Tramonto a Santarcangelo di Romagna
Ripercorri le stesse strade, scale, piazze. E ti sale alla mente un’idea bizzarra: che i passi antichi di una donna ancora giovane, e del suo ancora giovane compagno che teneva un bambino sulle spalle, quei piedi che salivano e scendevano scale, che sostavano nelle piazze, che riprendevano il cammino, che battevano il selciato a tempo di musica, avrebbero portato, tanti anni dopo, quella donna, il suo compagno e quel bambino ormai uomo, davanti a un bivio. Che tutto, pensi, era già accaduto, in un certo senso. Che la loro separazione era una storia già scritta, pensi. E ti avvolge, allora, una tristezza che fa fatica ad andarsene. E ti viene in mente la parola “spreco”.
Nell’ultimo fine settimana sono stata a Santarcangelo di Romagna, dove si sta svolgendo la quarantunesima edizione del Festival Internazionale del Teatro in Piazza. A Santarcangelo ci abita, da qualche anno, mio figlio. E ripercorrere con lui le strade di quel paese d’incanto, assistere, insieme, a qualcuno dei tanti eventi che popolano il festival è stato emozionante. Cosa lui si ricordi delle prime edizioni del festival, degli spettacoli che vedeva dall’alto delle spalle di suo padre, non so. Ricordo che allora sembrava gioioso. E anche suo padre e io lo eravamo.

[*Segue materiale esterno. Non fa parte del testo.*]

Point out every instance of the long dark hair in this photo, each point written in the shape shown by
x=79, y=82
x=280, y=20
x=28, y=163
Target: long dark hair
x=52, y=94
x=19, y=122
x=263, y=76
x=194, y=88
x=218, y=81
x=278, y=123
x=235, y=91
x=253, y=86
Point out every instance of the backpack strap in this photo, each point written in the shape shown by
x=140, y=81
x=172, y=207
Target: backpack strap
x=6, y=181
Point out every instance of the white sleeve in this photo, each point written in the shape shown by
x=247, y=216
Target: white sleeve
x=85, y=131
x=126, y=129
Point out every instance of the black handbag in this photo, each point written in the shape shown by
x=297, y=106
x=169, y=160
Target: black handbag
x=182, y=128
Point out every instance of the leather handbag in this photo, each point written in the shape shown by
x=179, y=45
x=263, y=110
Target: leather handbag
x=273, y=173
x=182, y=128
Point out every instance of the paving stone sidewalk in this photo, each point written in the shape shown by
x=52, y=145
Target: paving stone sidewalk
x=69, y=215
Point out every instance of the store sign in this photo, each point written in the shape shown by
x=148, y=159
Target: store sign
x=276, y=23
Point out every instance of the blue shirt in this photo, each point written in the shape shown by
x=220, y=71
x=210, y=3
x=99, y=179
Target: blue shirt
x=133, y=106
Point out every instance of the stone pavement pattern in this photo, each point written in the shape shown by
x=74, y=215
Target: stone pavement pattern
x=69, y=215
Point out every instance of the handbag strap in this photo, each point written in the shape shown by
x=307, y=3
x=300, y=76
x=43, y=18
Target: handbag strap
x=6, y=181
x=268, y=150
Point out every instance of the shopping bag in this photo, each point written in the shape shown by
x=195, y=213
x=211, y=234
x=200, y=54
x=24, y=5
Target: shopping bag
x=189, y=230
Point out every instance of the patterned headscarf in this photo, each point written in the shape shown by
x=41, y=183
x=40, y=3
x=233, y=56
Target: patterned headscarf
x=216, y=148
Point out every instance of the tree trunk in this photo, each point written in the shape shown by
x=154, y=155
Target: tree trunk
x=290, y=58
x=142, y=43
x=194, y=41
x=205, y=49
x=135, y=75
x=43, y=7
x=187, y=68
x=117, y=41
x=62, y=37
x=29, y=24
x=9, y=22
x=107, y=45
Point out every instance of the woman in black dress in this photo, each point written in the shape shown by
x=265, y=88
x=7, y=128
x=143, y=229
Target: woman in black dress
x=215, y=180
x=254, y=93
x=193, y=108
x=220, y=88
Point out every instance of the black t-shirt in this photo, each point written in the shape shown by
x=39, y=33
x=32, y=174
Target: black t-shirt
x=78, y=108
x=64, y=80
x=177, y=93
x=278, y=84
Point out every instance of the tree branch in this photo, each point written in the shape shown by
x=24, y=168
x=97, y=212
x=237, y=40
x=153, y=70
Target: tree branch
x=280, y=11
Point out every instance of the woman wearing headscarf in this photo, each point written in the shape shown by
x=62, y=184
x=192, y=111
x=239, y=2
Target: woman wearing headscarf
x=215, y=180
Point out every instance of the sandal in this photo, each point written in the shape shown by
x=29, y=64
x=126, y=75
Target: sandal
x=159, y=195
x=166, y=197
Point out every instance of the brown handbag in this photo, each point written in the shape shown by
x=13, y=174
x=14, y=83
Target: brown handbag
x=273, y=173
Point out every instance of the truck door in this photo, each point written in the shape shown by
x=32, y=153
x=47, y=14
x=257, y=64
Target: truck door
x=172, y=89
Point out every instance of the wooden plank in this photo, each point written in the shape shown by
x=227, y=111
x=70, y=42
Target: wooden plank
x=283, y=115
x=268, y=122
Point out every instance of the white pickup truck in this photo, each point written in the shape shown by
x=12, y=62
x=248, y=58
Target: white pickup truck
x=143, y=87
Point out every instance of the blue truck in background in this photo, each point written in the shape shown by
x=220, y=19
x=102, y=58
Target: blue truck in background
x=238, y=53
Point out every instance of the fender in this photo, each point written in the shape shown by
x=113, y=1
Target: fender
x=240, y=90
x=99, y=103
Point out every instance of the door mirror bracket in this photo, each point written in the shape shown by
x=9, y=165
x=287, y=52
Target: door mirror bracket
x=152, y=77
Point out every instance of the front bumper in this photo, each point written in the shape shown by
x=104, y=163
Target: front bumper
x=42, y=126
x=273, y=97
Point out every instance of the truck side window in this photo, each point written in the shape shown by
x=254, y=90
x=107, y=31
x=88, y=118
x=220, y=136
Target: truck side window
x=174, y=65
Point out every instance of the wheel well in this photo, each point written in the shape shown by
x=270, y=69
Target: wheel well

In quegli anni, il Festival, i santarcangiolesi lo chiamavano il festival degli hippy, ricordo; e non è che fossero poi tanto contenti di ospitarlo.
Poi penso che abbiano capito che poteva portare benefici economici al paese, e adesso, io credo, sono contenti. L'atmosfera un po' naïf dei primi anni è cambiata. Ora molti spettacoli si svolgono in locali chiusi, c’è meno improvvisazione e maggiore organizzazione. Cose molto belle, cose meno belle. Qualcuna che, a leggere il programma, mi appare incomprensibile e fredda, troppo intellettuale, mi vien da dire, perché io possa apprezzarla. Così non le prenoto, quelle.
Bello è stato l’incontro con Tahar Lamri, sulla poesia araba. Bello, anche, ascoltare una giovane poetessa di Santarcangelo, Annalisa Teodorani, leggere le sue poesie in dialetto. Bello andare in giro a fotografare cose e persone, fermarsi ad ascoltare musica, sedersi sul bordo della fontana, e chiudere gli occhi, ascoltando il fresco rumore dell’acqua. E altre cose belle ho visto, ho assaporato.
Però, ecco, è come quando guardi un film: il film ti piace, tanto che lo rivedi più volte, nel tempo. Ma, stranamente, quando ci ripensi, è una sola scena che ti rimane ben impressa, e sempre la stessa. Almeno è così che a me capita.
Di questo primo fine settimana del festival a me rimarranno per sempre impresse due cose: Mariangela Gualtieri che al tramonto, dall’alto della Torre civica, con la luna poco più su e il cielo attraversato dal volo dei rondoni, si fa muezzin della poesia e “dice” la sua preghiera laica di ringraziamento al “bello mondo”.
E ancora, e maggiormente, Paolo Nori che, nell’ampio nudo spazio dello Sferisterio canta, nella notte che inizia, l’Internazionale. Con una voce potente, la canta, una voce bellissima. E la canta in russo, l’Internazionale. E il tutto è soprendente, magnificamente sorprendente. Sia sotto la Torre Civica, sia ai bordi dello Sferisterio, commuoversi è stato inevitabile, per me.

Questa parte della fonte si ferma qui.